Ich weis nicht, wie ich das mit java-script machen kann...


weis es zufällig jemand von euch 
würde mich super über eure Hilfe freuen...


Grüße
Dennis


----------



## con-f-use (26. April 2005)

Prinzipiell geht's rein mit JavaScript gar nicht. JavaScript ist eine client-seitige Sprache und kann daher tenchnisch und aus Sicherheitsgründen nicht auf Serverdaten ( einschließlich Datenbanken, Dateien und/oder Verzeichnissen ) zugreifen.

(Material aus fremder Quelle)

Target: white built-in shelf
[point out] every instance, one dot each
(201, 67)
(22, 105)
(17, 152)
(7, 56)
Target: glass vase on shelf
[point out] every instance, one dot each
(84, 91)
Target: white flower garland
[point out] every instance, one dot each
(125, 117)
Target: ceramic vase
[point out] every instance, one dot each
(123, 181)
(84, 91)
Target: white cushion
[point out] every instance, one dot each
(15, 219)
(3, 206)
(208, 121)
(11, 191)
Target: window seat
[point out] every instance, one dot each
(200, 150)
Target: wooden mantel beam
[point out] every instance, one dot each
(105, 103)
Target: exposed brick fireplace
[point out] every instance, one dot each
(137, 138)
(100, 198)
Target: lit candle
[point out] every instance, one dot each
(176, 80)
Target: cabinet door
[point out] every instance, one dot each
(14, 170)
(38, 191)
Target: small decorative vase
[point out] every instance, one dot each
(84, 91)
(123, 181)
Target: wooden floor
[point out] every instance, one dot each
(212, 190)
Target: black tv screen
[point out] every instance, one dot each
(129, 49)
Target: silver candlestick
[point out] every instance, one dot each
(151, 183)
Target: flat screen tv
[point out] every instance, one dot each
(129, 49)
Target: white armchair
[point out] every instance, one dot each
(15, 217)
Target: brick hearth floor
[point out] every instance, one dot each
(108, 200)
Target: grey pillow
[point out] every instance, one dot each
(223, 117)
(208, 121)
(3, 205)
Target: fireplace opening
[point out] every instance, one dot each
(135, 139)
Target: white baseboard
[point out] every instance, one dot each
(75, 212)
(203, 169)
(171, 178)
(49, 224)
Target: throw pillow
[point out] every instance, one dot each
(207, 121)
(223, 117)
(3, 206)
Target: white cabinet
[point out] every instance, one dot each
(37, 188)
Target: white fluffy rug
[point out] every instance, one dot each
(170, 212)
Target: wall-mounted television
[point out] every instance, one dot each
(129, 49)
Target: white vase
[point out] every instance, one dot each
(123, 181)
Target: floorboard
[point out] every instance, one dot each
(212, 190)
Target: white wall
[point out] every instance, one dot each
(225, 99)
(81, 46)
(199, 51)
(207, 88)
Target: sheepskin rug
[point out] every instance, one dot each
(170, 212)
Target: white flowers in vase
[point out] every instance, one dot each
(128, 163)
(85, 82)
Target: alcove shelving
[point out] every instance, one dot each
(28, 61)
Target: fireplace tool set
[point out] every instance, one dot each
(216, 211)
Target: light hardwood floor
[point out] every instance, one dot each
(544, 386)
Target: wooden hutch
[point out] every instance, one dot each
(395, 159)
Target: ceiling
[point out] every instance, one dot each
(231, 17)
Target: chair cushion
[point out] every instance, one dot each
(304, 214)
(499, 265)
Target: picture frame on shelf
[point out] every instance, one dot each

Es gibt aber eine Möglichkeit: Man kombiniert eine serverseitige Sprache (z.B. PHP) mit JavaScript.

    Mehr dazu im Thread: http://www.tutorials.de/tutorials202137-1.html

    Ich glaube dieses Posting des Threads erklärt es ganz gut: http://www.tutorials.de/forum/showpost.php?p=1046402&postcount=15


----------



## Sealtuagn (26. April 2005)

Würdest du sie mir verraten ?
Fnd ich super nett von dir !

Grüße
Dennis


----------



## con-f-use (26. April 2005)

Immer mit der Ruhe ich hab ein wenig Zeit gebraucht um die richtigen URLs rauszusuchen.

 PHP liest bei der Methode die Datenbank aus und gibt den Inhalt als JS-Code aus und JavaScript liest dann das PHP-JS-Script aus.

 Warum machst du eigentlich die If-Abfrage nicht gleich in PHP? Beim Laden der Seite steht doch sicher schon fest, ob der User die Rechte hat oder nicht.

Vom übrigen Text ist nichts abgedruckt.